- Born: October 1944
- Died: 3 December 2013 (aged 69)
- Known for: Contributions in the field of coherent control
- Awards: Willis Lamb Award in Quantum Optics (2007); Fellow American Physical Society (2004); Fellow UK Institute of Physics (2004); Israel Chemical Society Award (2001); Michael Landau Award (1999); Weizmann Prize of the city of Tel Aviv (1999); Kolthoff Prize of the Technion (1998); Somekh Zacks and Yeroslawsky awards of the Weizmann Institute;
- Scientific career
- Fields: Chemical physics
- Workplaces: University of British Columbia

= Moshe Shapiro =

Israeli scientist

Moshe Shapiro (משה שפירו; October 1944 – 3 December 2013) was a chemist and physicist at the University of British Columbia.

==Research==
Shapiro's research focused on coherent control, laser catalysis, quantum computing, transition state spectroscopy, quantum mechanics, and other areas.

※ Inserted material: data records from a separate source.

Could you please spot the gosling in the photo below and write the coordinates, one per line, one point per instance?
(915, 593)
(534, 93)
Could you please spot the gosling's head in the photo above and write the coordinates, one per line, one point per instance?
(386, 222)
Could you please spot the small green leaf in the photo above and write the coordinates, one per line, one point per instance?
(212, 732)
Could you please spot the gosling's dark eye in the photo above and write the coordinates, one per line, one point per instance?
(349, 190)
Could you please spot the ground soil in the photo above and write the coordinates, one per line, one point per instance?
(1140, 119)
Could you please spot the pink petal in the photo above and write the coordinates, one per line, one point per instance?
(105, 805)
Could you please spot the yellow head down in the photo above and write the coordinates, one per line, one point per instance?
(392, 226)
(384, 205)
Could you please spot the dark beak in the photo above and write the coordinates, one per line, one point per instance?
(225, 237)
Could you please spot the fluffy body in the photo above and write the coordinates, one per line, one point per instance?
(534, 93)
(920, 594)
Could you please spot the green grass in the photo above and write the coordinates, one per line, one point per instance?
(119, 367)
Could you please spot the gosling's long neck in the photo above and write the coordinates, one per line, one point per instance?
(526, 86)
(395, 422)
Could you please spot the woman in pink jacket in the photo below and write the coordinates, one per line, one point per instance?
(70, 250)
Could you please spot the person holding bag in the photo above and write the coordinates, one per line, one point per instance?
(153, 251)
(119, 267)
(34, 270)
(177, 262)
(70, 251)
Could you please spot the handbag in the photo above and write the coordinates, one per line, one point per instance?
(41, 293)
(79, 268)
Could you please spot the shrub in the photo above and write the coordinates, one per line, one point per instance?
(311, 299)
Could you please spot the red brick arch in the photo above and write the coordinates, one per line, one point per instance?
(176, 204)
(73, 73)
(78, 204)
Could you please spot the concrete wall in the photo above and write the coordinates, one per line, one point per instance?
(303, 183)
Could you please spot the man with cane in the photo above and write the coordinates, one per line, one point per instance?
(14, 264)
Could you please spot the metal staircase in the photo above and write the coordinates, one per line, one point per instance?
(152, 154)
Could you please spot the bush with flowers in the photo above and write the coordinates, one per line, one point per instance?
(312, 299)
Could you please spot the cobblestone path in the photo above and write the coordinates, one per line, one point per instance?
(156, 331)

==Awards and achievements==
Shapiro published more than 300 papers, and the book Principles of the Quantum Control of Molecular Processes with P. Brumer. He won a variety of prizes for his research.

He was the Canada Research Chair Professor in Quantum Control. From 1993 to 2002, he was the Jacques Mimran Professor of Chemical Physics at the Weizmann Institute of Science, Israel.